OAuth 2.0 solves the delegated access problem where in a user authorizes a client (restricted access to his data)/(do some limited actions) on the resource server on his behalf , without sharing his credentials with client app . For example you can authorize an app to send tweets on your behalfOAuth was tweaked to allow the user to authorize access to his identity on resource server.

The confusion

OAuth is a delegated authorization framework yet it is extensively used in authentication use cases . Why?

Clarification

OAuth authorization flow has authentication events as during the OAuth flow, before the user can authorize the client to access an api , typically the user will have to authenticate , how ever, existence of these authentication events in the OAuth flow does not mean reliable communication of authentication to client as at the end of OAuth flow, the client gets an access token which it cannot read . In fact the audience of the access token is the resource server (which will read it for permissions/scope) . The client itself cannot determine user identity related information like name / email or if and when the user authenticated. Client can only use the token to access restricted data (based on user consent) or do some action on the resource server. So OAuth access tokens are about permissions/scopes and not user info(name/email)  or authentication info (like authentication time).

So while the OAuth framework solves the delegated authorization problem ,companies like google/face book started to use tweaked OAuth flows for the use case where a user can login to a site via google /facebook. In some sense, user is authorizing access to his identity related data in the resource server (google/face book) . So the authorization to identity access was done via OAuth flows (with tweaks) as access token is primarily about permissions. Also an advantage of tweaking the OAuth flow to accommodate identity use case is that with one call, an application can find out what is the data the app can access / actions the app can take and who has authorized the access.

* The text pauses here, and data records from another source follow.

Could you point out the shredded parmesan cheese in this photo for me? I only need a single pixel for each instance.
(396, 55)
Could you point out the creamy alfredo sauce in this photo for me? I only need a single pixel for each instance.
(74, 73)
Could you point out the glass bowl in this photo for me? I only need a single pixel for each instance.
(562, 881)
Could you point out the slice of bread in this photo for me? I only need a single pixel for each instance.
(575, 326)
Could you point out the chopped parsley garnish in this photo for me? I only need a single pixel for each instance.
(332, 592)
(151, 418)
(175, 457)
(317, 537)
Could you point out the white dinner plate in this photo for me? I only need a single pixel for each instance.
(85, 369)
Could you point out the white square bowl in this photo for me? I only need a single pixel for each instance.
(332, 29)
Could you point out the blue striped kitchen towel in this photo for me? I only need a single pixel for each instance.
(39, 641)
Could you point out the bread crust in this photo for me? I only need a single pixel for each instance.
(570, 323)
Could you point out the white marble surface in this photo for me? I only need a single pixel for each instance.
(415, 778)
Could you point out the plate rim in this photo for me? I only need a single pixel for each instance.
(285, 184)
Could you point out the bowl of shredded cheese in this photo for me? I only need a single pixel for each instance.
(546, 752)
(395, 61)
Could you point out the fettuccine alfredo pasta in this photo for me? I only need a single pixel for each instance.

OpenID Connect 1.0 is a layer on top of OAuth 2.0 framework to address these custom tweaks . It is specifically built to address the authentication use case. The major difference is that in addition to access token , the client gets an identity token which the client can use for information pertaining to identity.  Note that the audience for the id token is the client who can read the signed id token after verification. The identity is sent as a signed token to client directly which the client can verify and does not need to get identity via resource server identity api hit with access token.